Today people argue against evolution by citing the Bible, and 300 years ago they argued against extinction citing that same source. The world, they said, was exactly as God had made it 6,000 years before and it hadn't changed since then.

But the fossils kept coming. In England, Mary Anning and others were digging up ichthyosaurs and pleisiosaurs and other fossils that didn't look like anything living. In Siberia, Russians were finding woolly mammoths. And in the United States, Americans were digging up mammoths and mastodons. Richard Conniff writes in the April issue of Smithsonian:

The discovery of such monstrous creatures raised troubling questions. Cuvier made the case that both mammoths and mastodons had vanished from the face of the earth; their bones were just too different from any known pachyderm. It was the first time the scientific world accepted the idea that any species had gone extinct—a challenge to the doctrine that species were a permanent, unchanging heritage from the Garden of Eden. The disappearance of such creatures also cast doubt on the idea that the earth was just 6,000 years old, as the Bible seemed to teach.
In fact, mammoths and mastodons shook the foundations of conventional thought. In place of the orderly old world, where each species had its proper place in a great chain of being, Cuvier was soon depicting a chaotic past in which flood, ice and earthquake swept away “living organisms without number,” leaving behind only scattered bones and dust.

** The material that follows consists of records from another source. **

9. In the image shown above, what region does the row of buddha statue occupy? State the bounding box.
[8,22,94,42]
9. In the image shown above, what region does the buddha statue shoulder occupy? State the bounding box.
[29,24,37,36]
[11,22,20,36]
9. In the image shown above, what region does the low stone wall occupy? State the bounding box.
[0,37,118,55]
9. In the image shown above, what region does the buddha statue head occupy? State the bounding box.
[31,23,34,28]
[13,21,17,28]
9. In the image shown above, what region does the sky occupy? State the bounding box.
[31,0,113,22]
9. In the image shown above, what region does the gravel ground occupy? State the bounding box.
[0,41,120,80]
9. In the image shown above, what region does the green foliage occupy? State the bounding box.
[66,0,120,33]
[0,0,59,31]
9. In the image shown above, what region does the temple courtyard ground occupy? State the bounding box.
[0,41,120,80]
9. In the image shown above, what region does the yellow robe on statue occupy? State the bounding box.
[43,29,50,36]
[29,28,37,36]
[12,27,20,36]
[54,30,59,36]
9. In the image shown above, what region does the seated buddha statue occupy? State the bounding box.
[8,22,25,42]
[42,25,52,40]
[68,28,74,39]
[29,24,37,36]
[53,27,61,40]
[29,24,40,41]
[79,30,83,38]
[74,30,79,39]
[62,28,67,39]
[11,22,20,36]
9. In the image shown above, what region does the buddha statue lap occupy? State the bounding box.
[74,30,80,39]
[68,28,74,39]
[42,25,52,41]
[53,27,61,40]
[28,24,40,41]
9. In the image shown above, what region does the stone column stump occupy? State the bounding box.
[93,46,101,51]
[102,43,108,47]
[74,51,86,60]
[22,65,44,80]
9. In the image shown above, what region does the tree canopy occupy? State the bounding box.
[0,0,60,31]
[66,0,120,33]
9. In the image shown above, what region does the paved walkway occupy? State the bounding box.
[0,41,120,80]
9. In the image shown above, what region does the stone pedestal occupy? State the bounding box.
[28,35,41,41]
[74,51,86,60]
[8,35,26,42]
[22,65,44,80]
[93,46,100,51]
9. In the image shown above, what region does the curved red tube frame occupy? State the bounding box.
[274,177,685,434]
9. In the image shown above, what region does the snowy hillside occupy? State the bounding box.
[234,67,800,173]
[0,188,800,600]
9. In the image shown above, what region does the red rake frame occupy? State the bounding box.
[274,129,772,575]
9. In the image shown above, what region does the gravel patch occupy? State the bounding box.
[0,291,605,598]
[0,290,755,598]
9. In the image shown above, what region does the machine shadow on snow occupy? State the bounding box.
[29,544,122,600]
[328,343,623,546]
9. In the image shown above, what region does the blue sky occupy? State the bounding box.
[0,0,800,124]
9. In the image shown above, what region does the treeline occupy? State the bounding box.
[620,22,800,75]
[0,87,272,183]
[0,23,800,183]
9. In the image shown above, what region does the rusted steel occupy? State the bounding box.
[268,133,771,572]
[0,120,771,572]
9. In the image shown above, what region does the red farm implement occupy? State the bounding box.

Eventually the evidence was overwhelming—there were thousands upon thousands of creatures that no longer existed. Extinction was reality and no one argues otherwise anymore. In fact, we now know that the rate of extinction has changed over time and reached five peaks called mass extinctions (the most familiar will be the Cretaceous-Tertiary extinction event, 65 million years ago, which wiped out the dinosaurs). We may be on our way to a sixth.

But how can people have come to understand that extinction is real—and thus God's world must have changed and is doing so before our very eyes—but still think that evolution is bunk? I don't have an easy answer to this (and if any creationists stumble upon this, please explain your views in the comments below), but it might have something to do with the nature of the evidence. It is easier to believe that creatures have ceased to exist, especially when you can see that happening right now, than it is to visualize the path from, say, Ardi to humans. Evolution is a slow process that takes place over long periods of time, and the bits we can see—like the changes in flu viruses from year to year or a single bird species slowly diverging into two—can be easy for some to dismiss. That extinction became an accepted concept gives me hope, however, that more people may one day accept evolution as well.